When my husband and I were home in April/May 2014 Helen took me, my husband and Mum down to Tapu to see her tram. During that visit I wasn’t informed either by my Mum or Helen of what the financial arrangement to purchase this tram was. I was under the impression that Helen and her sons had bought the tram to go fishing there at the weekends. I was aware that Mum knew about the tram and had been there before.

The law


[11] The equitable doctrine of ‘satisfaction’ arises in circumstances including “where a will-maker leaves a legacy to a child by will and later makes an advancement during his or her life, but leaves the legacy unrevoked”.3 A presumption arises against the child taking ‘double portions’ – ie, the advance and the legacy – as being contrary to the will-maker’s intentions and therefore not allowed unless a clear contrary intention is shown.4 But the presumption traditionally applied to large sums of money paid without explanation,5 and not smaller sums or money paid as an allowance.6 And, as a presumption, it stands to be rebutted, although “equity is said to lean in favour of satisfaction”.7

Discussion


[12] On the slim evidence before me, but recognising Ms Erceg has not filed any defence, I find the $190,000 was an advance engaging the presumption of satisfaction. There is insufficient evidence to rebut it. There certainly is no evidence of Ms Vugler’s clear contrary intention the $190,000 should be a standalone gift. The very best to be said is Ms Vugler was aware of the money’s application to acquire the tram.

[13] In my preliminary view, the $50,000 was a loan, partially repaid, and the other smaller payments do not engage the presumption. But, so far as the relief sought by the plaintiffs is concerned, I do not need to, and therefore do not, make those latter findings.


  1. Lindsay Breach Nevill’s Law of Trusts, Wills and Administration (13th ed, LexisNexis, Wellington, 2019) at 477.
  2. See Re Turner’s Will Trusts [1968] 1 All ER 321 (Ch) at 323; In re Newton King (deceased) [1953] NZLR 244 (SC) at 248; Pohio v New Zealand Guardian Trust Company Ltd [1994] DCR 874 at 880.

5 Leighton v Leighton (1874) LR 18 Eq 458 at 472.

6 Suisse v Lord Lowther [1843] EngR 451; (1843) 2 Hare 424 at 434, 67 ER 173 at 179.

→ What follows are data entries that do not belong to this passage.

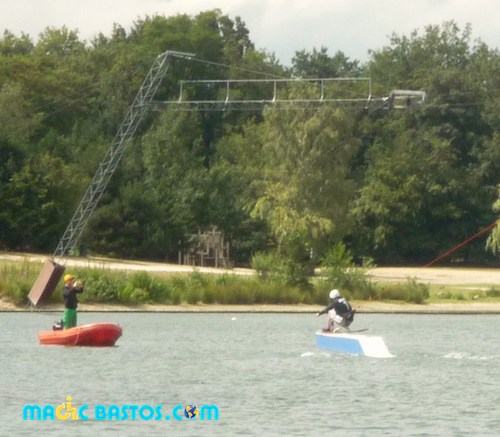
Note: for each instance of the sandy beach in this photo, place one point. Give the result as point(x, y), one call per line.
point(465, 278)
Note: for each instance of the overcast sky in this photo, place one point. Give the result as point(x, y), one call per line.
point(281, 27)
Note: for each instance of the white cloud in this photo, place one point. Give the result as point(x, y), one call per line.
point(279, 26)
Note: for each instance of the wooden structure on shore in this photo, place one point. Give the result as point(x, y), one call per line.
point(207, 249)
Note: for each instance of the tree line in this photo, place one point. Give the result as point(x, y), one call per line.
point(395, 186)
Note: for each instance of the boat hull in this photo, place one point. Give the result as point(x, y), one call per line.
point(94, 334)
point(355, 344)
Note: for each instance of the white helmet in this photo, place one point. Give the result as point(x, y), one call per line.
point(334, 294)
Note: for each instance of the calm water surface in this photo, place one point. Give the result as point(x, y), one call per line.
point(264, 374)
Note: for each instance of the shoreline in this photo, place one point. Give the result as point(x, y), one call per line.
point(361, 307)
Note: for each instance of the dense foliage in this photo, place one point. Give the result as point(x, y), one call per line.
point(399, 186)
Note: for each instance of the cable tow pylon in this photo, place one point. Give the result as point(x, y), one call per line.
point(107, 167)
point(53, 268)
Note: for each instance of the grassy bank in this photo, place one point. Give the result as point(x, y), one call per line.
point(107, 286)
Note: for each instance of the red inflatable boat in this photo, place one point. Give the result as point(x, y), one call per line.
point(95, 334)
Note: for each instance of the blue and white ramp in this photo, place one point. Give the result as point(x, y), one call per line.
point(356, 344)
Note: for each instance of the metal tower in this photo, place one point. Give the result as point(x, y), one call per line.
point(107, 167)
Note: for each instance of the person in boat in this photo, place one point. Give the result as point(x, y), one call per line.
point(70, 291)
point(339, 311)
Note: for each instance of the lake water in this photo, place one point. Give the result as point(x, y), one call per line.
point(262, 372)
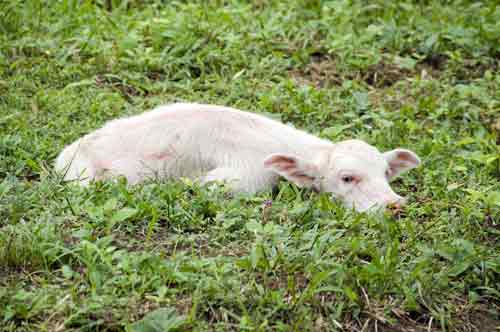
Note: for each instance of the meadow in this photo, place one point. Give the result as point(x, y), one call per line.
point(177, 256)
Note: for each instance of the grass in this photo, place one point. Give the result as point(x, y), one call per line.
point(177, 256)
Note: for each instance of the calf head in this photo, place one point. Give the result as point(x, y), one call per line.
point(353, 171)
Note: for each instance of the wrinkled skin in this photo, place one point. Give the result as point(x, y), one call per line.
point(353, 171)
point(247, 150)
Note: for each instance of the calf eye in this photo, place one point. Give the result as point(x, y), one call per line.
point(347, 178)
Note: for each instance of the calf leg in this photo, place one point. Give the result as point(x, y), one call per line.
point(241, 180)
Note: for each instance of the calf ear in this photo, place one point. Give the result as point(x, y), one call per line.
point(302, 173)
point(400, 161)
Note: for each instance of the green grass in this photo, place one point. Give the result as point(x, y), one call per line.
point(175, 256)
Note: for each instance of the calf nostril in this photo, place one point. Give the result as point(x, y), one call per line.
point(396, 204)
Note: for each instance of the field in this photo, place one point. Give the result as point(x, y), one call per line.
point(177, 256)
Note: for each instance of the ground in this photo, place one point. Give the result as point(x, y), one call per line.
point(167, 256)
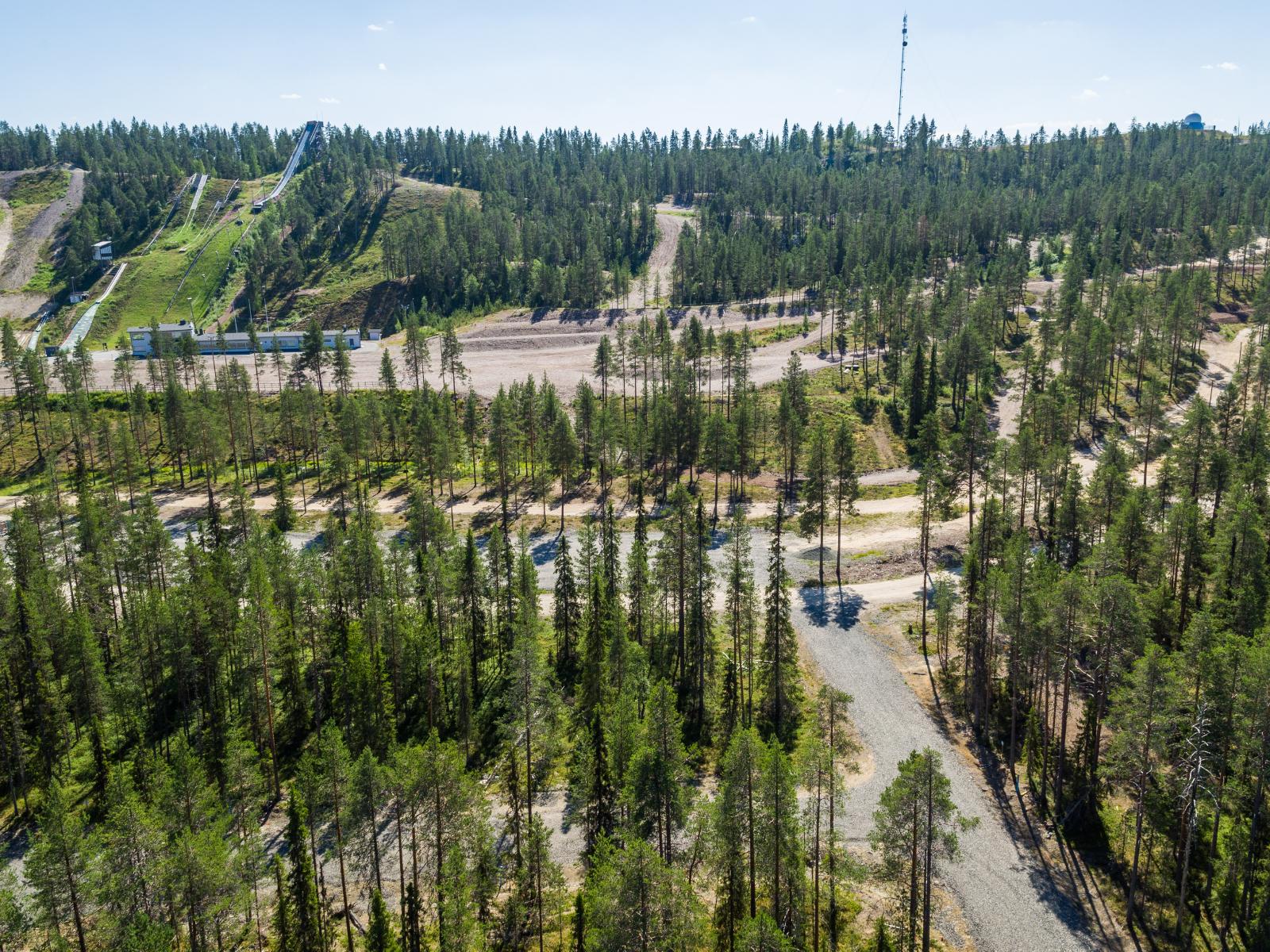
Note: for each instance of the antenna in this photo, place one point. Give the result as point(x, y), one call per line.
point(899, 109)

7 Breach, above n 3, at 477.

[14] If Ms Erceg’s share of her mother’s estate does not exceed $190,000, it presumptively would be accounted for by that advance. Even including the net payments made to Ms Erceg from Ms Vugler’s account, a one-seventh division of Ms Vugler’s estate still would only be minorly in excess of $160,000.

Result


[15] I therefore direct the executors and trustees of Ms Vugler’s estate:

(a) in paying and dividing the residue of the estate equally among her children in accordance with her will, are to treat the payment of
$190,000 to Ms Erceg on 8 November 2013 as an advance in satisfaction to that amount of Ms Erceg’s legacy under the will; and

(b) are to have their actual and reasonable expenses of administration out of the estate, as provided at the will’s clause 3.2.1.